One of the most popular Democratic politicians, Clinton has not said if she will run for the presidency in 2008, but she is currently seen as one of the clear frontrunners. With what is widely thought to be an eye to 2008, Hillary has already been toning down her ultra liberal image, seeking out the middle ground on contentious issues like abortion.

She leads her party in opinion polls for the 2008 presidential election, with 42 percent saying they would vote for her. According to the Marist poll, Clinton leads a field of likely Democrats, beating both former challenger John Kerry and his running mate John Edwards. Democrats including Delaware senator Joseph Biden, New Mexico governor Bill Richards and Iowa governor Tom Vilsack are in a crowded pack of potential candidates with single digit support, said the poll.

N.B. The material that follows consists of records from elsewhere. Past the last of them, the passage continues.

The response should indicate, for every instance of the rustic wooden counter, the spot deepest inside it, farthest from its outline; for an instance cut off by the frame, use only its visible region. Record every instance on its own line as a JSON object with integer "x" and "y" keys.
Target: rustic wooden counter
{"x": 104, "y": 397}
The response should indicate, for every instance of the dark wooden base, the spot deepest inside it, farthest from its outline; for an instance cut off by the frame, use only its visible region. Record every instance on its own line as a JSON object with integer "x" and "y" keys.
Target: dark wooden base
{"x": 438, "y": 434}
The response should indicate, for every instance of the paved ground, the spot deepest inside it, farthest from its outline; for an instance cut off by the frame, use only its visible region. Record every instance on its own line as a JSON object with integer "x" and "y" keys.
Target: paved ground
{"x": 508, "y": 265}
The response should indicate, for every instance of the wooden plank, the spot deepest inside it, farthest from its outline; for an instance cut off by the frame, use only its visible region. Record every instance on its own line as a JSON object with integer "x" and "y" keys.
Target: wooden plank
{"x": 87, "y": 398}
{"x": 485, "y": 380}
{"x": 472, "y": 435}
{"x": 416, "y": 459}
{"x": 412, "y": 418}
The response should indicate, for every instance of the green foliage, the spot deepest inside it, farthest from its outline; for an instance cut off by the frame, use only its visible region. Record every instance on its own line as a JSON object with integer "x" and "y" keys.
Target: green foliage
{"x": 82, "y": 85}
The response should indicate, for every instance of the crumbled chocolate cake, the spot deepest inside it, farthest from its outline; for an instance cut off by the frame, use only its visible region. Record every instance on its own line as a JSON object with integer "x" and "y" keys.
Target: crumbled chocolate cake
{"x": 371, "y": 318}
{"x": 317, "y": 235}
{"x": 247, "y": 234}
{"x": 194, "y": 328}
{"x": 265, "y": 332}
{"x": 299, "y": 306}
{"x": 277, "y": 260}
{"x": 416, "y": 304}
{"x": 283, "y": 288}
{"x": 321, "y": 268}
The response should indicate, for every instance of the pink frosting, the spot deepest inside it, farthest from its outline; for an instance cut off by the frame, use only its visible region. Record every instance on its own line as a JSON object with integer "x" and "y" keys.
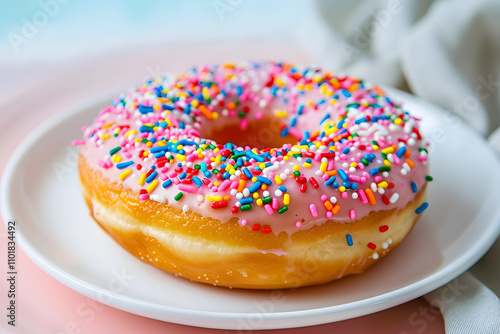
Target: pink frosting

A Yale law school-trained lawyer, Clinton was in private practice from 1977 until 1992, becoming an expert on children’s rights. After her husband’s election as president, she initially played a visible role in his administration, co-chairing the task force that proposed changes in the US health care system. She was less publicly involved in policy issues after that program failed to gain support. She won US sympathy for her support of her husband during the Lewinsky scandal.

In 2000, Clinton won an election as a Democrat to the US senate from New York, becoming the first wife of a president to win an election to public office. She is also the author of It Takes a Village and the memoir Living History.

The National Women’s Hall of fame was founded in 1969 in Seneca Falls, New York. The foundation has inducted more than 200 women including writer Harriet Beech Stowe, the author of Uncle Tom’s Cabin and actress Ann Bancroft.